Posted on November 19, 2010

‘It’s a War on the Border’: The Undeclared Battles that Texas Forces are Fighting . . . Against the Mexican Drug Cartels

Daily Mail (London), Nov. 19, 2010

They fly helicopter missions, deploy tactical strike teams and gather field intelligence, but the battles they fight aren’t in the Middle East, they’re in America.

The Texas Department of Public Safety is engaged in an undeclared war with Mexican drug cartels, running militaristic operations day and night.

‘I never thought that we’d be in this paramilitary type of engagement,’ Captain Stacy Holland told Fox News of her work with the DPS. ‘It’s a war on the border.’

In recent years, the drug cartels have adopted increasingly terrorist-like behaviour.

The DPS is now flying missions in 16 state-of-the-art helicopters as they battle the Mexican gangs.

The gang members are armed with powerful AK-47s, are dressed in camouflage and they recruit ex-prisoners from America to do their dirty work.

They employ spotters to hide by the Rio Grande and alert to U.S. officials patrolling the border.

The cartels have executed more than 10,000 people since January, including American citizens, holiday-makers and innocent bystanders.
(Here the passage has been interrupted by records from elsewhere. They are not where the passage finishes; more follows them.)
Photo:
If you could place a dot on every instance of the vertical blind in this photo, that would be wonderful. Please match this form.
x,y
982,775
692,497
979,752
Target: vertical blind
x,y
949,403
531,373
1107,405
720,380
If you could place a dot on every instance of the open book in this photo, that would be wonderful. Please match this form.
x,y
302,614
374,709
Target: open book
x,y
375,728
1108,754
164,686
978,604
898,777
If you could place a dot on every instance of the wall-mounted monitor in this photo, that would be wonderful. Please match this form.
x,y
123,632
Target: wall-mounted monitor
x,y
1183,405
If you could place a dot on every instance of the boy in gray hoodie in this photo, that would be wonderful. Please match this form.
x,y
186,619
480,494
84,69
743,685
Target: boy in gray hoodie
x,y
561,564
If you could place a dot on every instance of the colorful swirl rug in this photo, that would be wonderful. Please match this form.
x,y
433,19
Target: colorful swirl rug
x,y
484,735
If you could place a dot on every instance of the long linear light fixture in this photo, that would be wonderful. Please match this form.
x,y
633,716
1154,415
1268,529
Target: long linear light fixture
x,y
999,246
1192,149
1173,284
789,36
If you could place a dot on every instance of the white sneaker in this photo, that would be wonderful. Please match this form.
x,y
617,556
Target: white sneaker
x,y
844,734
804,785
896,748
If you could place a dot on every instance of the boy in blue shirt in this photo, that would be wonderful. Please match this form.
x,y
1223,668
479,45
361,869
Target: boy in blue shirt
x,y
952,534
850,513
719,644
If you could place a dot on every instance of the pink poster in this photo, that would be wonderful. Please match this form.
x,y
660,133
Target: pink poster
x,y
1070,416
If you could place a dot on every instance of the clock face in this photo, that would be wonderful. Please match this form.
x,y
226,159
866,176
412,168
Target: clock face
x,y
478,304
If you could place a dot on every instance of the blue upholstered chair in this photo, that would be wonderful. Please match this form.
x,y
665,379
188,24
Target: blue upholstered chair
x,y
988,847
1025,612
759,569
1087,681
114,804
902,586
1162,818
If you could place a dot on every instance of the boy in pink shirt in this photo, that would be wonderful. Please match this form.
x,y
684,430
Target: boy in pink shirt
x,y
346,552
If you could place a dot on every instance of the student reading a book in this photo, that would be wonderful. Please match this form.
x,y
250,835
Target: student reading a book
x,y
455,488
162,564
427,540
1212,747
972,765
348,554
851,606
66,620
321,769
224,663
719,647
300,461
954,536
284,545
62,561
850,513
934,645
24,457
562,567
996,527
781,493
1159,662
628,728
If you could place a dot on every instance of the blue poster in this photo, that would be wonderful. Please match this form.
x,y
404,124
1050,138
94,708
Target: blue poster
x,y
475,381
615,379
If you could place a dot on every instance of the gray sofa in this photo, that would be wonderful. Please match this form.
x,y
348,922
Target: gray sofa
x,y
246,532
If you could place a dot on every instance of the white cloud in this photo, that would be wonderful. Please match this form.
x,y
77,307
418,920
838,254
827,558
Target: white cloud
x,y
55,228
According to Texas DPS Director Steven McCraw, Mexican drug cartels move about $25billion from their US drug sales back into Mexico in a single year.

But, law enforcement have confiscated just $130million in illegal drug proceeds during the last four years,

‘It certainly is a war in a sense that we’re doing what we can to protect Texans and the rest of the nation from clearly a threat that has emerged over the last several years,’ said McCraw, who runs the undeclared war.

The Texas forces must constantly adapt new strategies, as the cartels try new tricks.

‘Recently they’ve adapted their tactics to utilize smaller loads, cross with rafts, stolen vehicles on our side,’ McGraw told Fox News.

‘To suggest the southwest border is secure is ridiculous,’ Holland said.